Comment 6 Surya Seetharaman 2021-05-17 10:21:38 UTC
Looking into the OVN-k8s logs, things look different:

I0514 13:11:41.058777    3165 cni.go:213] [e2e-configmap-2364/pod-configmaps-7a4d568c-8859-4cea-a14d-fab2aaf5afbc 5a670dfca585f2d4cb206655ead549c491584c1017c47c8787786f5ece3e7db1] ADD starting CNI request [e2e-configmap-2364/pod-configmaps-7a4d568c-8859-4cea-a14d-fab2aaf5afbc 5a670dfca585f2d4cb206655ead549c491584c1017c47c8787786f5ece3e7db1]
I0514 13:11:41.072232    3165 cni.go:223] [e2e-configmap-2364/pod-configmaps-7a4d568c-8859-4cea-a14d-fab2aaf5afbc 5a670dfca585f2d4cb206655ead549c491584c1017c47c8787786f5ece3e7db1] ADD finished CNI request [e2e-configmap-2364/pod-configmaps-7a4d568c-8859-4cea-a14d-fab2aaf5afbc 5a670dfca585f2d4cb206655ead549c491584c1017c47c8787786f5ece3e7db1], result "", err failed to configure pod interface: failed to make veth pair: operation not permitted
I0514 13:11:41.094925    3165 cni.go:213] [e2e-configmap-2364/pod-configmaps-7a4d568c-8859-4cea-a14d-fab2aaf5afbc 5a670dfca585f2d4cb206655ead549c491584c1017c47c8787786f5ece3e7db1] DEL starting CNI request [e2e-configmap-2364/pod-configmaps-7a4d568c-8859-4cea-a14d-fab2aaf5afbc 5a670dfca585f2d4cb206655ead549c491584c1017c47c8787786f5ece3e7db1]
I0514 13:11:41.130893    3165 healthcheck.go:142] Opening healthcheck "openshift-ingress/router-e2e-test-router-h2spec-ghwdb" on port 30317
I0514 13:11:41.137232    3165 cni.go:223] [e2e-configmap-2364/pod-configmaps-7a4d568c-8859-4cea-a14d-fab2aaf5afbc 5a670dfca585f2d4cb206655ead549c491584c1017c47c8787786f5ece3e7db1] DEL finished CNI request [e2e-configmap-2364/pod-configmaps-7a4d568c-8859-4cea-a14d-fab2aaf5afbc 5a670dfca585f2d4cb206655ead549c491584c1017c47c8787786f5ece3e7db1], result "", err <nil>
I0514 13:11:41.259022    3165 cni.go:213] [e2e-configmap-2364/pod-configmaps-7a4d568c-8859-4cea-a14d-fab2aaf5afbc 5a670dfca585f2d4cb206655ead549c491584c1017c47c8787786f5ece3e7db1] DEL starting CNI request [e2e-configmap-2364/pod-configmaps-7a4d568c-8859-4cea-a14d-fab2aaf5afbc 5a670dfca585f2d4cb206655ead549c491584c1017c47c8787786f5ece3e7db1]
I0514 13:11:41.286788    3165 cni.go:223] [e2e-configmap-2364/pod-configmaps-7a4d568c-8859-4cea-a14d-fab2aaf5afbc 5a670dfca585f2d4cb206655ead549c491584c1017c47c8787786f5ece3e7db1] DEL finished CNI request [e2e-configmap-2364/pod-configmaps-7a4d568c-8859-4cea-a14d-fab2aaf5afbc 5a670dfca585f2d4cb206655ead549c491584c1017c47c8787786f5ece3e7db1], result "", err <nil>

It seems like CNI_ADD failed with that error and only then the delete is triggered ? Maybe for the SDN run, since I cannot see the initial sandbox request, maybe the logs got rotated and I missed the first failure...

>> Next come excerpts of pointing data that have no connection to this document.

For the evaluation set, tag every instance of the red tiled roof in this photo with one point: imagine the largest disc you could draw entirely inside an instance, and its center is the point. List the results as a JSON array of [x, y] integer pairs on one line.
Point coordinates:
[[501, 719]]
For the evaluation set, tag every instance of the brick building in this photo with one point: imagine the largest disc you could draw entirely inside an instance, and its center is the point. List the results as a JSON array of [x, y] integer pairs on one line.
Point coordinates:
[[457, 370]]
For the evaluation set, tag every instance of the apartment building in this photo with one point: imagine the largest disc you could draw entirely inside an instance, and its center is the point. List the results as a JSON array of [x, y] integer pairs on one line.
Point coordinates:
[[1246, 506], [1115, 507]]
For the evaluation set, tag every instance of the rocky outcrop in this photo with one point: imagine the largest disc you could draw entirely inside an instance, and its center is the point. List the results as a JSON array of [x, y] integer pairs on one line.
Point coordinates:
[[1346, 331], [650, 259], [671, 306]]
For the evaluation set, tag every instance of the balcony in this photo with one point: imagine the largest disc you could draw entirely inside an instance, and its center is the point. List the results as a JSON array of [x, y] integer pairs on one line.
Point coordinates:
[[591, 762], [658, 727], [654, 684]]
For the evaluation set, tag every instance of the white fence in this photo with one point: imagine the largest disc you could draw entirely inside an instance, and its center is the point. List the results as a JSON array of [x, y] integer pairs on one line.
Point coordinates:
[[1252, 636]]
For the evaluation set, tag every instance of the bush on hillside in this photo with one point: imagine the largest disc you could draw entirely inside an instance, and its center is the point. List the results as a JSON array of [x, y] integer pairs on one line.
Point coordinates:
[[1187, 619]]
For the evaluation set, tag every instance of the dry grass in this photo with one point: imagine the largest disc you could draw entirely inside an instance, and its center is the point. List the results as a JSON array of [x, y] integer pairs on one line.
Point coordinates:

Comment 7 Surya Seetharaman 2021-05-17 10:41:56 UTC
Seems to be similar/linked to https://github.com/containers/buildah/issues/2628?

Comment 8 Surya Seetharaman 2021-05-21 11:48:30 UTC
https://search.ci.openshift.org/?search=failed+to+make+veth+pair%3A+operation+not+permitted&maxAge=48h&context=1&type=bug%2Bjunit&name=4%5C.8%7Cmaster&excludeName=&maxMatches=5&maxBytes=20971520&groupBy=job

The error seems to have gone away magically ? I don't know what changed. I'll keep an eye out for the next 24hrs. If no more failures come I'll close the bug.

Comment 9 Surya Seetharaman 2021-05-25 06:34:10 UTC
Unless I am missing something, the issue seems to have gotten resolved on its own (based on the search results)? Perhaps it was a kernel version on the CI nodes, not sure. However the failures seem to have gone away. Closing this bug for now. Feel free to (re)open a new one if it still persists.